Each scale of measurement satisfies one or more of the following conditions of measurement.

  • Identity. Each value on the measurement scale has a unique meaning, there are no two items with the same meaning.
  • Magnitude. Values on the measurement scale have an ordered relationship to one another. That is, some values are larger and some are smaller.
  • Equal intervals. Scale units along the scale are equal to one another. This means, for example, that the difference between 1 and 2 would be equal to the difference between 19 and 20.
  •  A minimum value of zero. The scale has a true zero point, below which no values exist.

[Ratio data] Has a natural zero point and can take any value upwards. Mathematical operations can be used on these values with predictable and meaningful results. Examples of ratio measurements are age, distance, weight, and volume. Difference and ratio between any two scores is meaningful. Ratio data is continuous.

[Interval data] Can take any value upwards, but has no natural zero point.

Difference between any two scores is meaningful, but not their ratio. Time of day, calendar years, the Fahrenheit temperature scale, and pH values are all examples of interval measurements. Interval data is continuous.

[Ordinal data] Indicates only rank in a series.

Differences are not mathematically meaningful. An ordinal variable is a categorical variable. Observations can take a value that can be logically ordered or ranked. An example of ordinal data is a group of polygons coloured lighter to darker to represent less to more densely populated areas.

[Nominal data] Data-point is a number that represents membership of a category

Values assigned to variables represent a descriptive category, but have no inherent numerical value with respect to magnitude.

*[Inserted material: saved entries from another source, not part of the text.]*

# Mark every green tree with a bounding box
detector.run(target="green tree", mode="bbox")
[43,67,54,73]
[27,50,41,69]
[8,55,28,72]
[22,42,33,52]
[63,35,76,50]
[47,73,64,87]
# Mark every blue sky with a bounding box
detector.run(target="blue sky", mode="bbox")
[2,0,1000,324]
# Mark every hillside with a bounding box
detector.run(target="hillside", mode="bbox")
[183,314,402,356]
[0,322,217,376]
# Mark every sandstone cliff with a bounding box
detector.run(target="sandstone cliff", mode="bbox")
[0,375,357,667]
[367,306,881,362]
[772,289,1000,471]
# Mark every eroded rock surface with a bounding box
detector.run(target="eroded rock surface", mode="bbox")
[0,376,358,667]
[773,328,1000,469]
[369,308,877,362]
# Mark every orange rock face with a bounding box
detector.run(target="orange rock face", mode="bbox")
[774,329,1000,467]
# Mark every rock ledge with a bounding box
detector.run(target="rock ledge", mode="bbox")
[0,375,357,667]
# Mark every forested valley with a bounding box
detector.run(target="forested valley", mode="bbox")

e.g. Gender (1=male, 2=female)

Why store data as a raster?

Many features (such as points) and measurements (such as rainfall) can be stored as a feature (vector) data type (or both) and imagery can only be stored as a raster. The advantages of storing data as a raster are:

A simple data structure—A matrix of cells with values representing a coordinate and sometimes linked to an attribute table.

A powerful format for advanced spatial and statistical analysis.

The ability to represent continuous surfaces and to perform surface analysis.

The ability to uniformly store points, lines, polygons, and surfaces.

The ability to perform fast overlays with complex datasets.

The disadvantages of using raster storage are:

  • Possibility of spatial inaccuracies due to the limits imposed by the raster data-set cell dimensions.
  • Raster data-sets are potentially very large data-sets increasing cost in both disk space and processing speeds. For a given area, changing cells to one-half the current size requires as much as four times the storage space, depending on the type of data and storage techniques used.
  • There is also a loss of precision that accompanies restructuring data to a regularly spaced raster-cell boundary.

General characteristics of raster data

In raster datasets, each cell (pixel) has a value. The cell values represent either a category, magnitude, height, or spectral value. The category could be a land-use class such as grassland, forest, or road. A magnitude might represent gravity, noise pollution, or percent rainfall. Height (distance) could represent surface elevation above mean sea level, which can be used to derive slope, aspect, and watershed properties. Spectral values are used in satellite imagery and aerial photography to represent light reflectance and colour.

Cell values can be either positive or negative, integer, or floating point. Integer values are best used to represent categorical (discrete) data, and floating-point values to represent continuous surfaces. Cells can also have a NoData value to represent the absence of data.